Saturday, March 29, 2008
Joseph King (Tennessee) has published an interesting article: The Common Knowledge Exception to the Expert Testimony Requirement for Establishing the Standard of Care in Medical Malpractice, 59 Ala. L. Rev. 51 (2008). In the piece, King wrestles with one of tort law's great shortcomings, uncertainty, in the context of the common knowledge exception.
Pursuant to the exception, a plaintiff does not need to use an expert to establish the standard of care in a med mal case if the subject matter of the allegedly unreasonable conduct is within the common knowledge of people without medical training. Although King supports the doctrine in theory, he argues that its application has been so unpredictable as to arouse rule-of-law concerns.

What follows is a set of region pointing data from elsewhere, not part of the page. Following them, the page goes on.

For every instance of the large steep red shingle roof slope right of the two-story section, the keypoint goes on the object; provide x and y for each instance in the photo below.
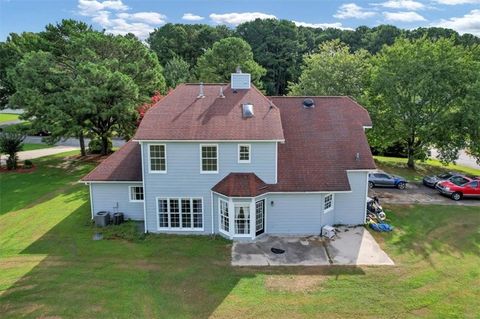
(321, 143)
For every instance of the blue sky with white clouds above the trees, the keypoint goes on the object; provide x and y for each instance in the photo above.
(142, 17)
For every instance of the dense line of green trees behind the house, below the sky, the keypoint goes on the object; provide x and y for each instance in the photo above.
(420, 86)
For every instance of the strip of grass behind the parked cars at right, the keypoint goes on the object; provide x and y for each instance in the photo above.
(398, 166)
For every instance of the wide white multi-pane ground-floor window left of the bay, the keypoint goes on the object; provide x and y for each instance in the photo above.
(180, 213)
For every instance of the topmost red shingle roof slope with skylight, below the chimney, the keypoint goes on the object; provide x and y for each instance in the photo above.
(182, 116)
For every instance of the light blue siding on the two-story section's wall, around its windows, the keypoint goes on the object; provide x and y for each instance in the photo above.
(183, 177)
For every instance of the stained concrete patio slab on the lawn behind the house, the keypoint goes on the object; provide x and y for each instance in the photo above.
(351, 246)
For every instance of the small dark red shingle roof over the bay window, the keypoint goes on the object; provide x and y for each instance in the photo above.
(241, 185)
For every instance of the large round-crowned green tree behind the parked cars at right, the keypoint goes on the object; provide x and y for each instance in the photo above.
(416, 95)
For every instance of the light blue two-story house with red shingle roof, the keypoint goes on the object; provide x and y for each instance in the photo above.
(225, 159)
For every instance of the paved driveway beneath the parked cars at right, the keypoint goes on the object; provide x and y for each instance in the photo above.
(417, 193)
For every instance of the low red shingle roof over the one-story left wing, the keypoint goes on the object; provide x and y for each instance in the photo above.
(123, 165)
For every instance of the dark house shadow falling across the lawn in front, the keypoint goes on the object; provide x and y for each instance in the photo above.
(162, 276)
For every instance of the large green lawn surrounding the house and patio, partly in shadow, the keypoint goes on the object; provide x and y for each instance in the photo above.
(50, 267)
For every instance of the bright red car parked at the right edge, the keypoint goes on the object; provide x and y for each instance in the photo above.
(460, 187)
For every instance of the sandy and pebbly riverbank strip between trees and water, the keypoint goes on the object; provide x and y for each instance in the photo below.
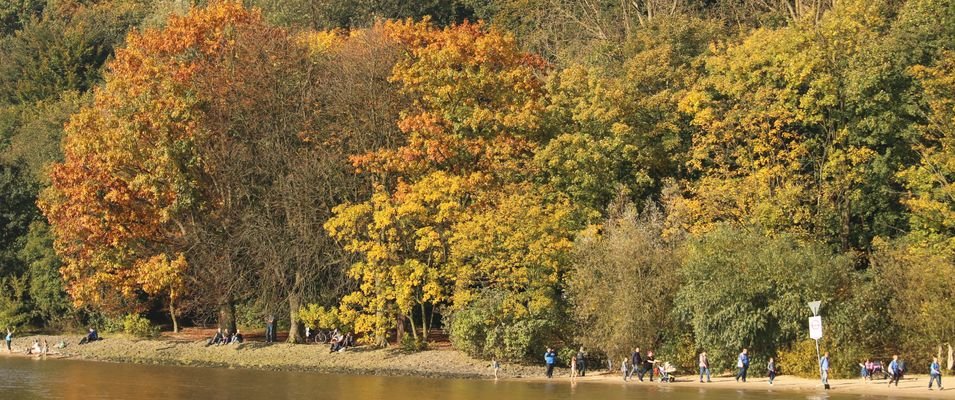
(440, 363)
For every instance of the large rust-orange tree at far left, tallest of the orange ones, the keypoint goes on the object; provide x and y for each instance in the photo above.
(156, 175)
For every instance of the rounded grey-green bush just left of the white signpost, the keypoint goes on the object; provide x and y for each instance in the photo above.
(742, 289)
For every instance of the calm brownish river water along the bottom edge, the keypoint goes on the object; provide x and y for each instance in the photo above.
(28, 379)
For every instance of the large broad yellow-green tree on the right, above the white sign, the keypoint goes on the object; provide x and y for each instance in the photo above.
(788, 135)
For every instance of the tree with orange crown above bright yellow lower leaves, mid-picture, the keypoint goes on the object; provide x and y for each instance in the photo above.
(468, 140)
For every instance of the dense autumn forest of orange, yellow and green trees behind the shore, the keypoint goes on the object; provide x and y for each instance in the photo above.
(519, 173)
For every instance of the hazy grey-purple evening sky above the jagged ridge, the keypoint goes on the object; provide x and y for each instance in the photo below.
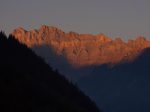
(115, 18)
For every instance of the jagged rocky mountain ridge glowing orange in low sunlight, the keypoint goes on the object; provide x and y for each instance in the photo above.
(83, 49)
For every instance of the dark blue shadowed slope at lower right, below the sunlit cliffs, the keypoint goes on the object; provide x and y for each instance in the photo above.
(122, 88)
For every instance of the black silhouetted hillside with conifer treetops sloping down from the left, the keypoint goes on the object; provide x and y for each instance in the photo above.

The challenge is to provide sufficient guidance to judges, lawyers, and litigants while retaining enough flexibility to cover an array of factual scenarios.
King's solution is to construct two alternative preconditions, the presence of one or the other being necessary, but not sufficient, for a court to invoke the common knowledge exception:
Either the specific conduct that allegedly constituted negligence was of such a nature that not only could an unlicensed layperson legally perform it without violating or offending applicable medical or health care licensure statutes or duly authorized regulations governing the practice of the health care professions, but also that such an unlicensed layperson would ordinarily be deemed competent and foreseeably expected to routinely perform such conduct; or, the specific decision making by the health care provider that allegedly constituted negligent conduct that caused the injury did not involve the exercise of uniquely professional medical skills, a deliberate balancing of medical risks and benefits, or the exercise of therapeutic judgment.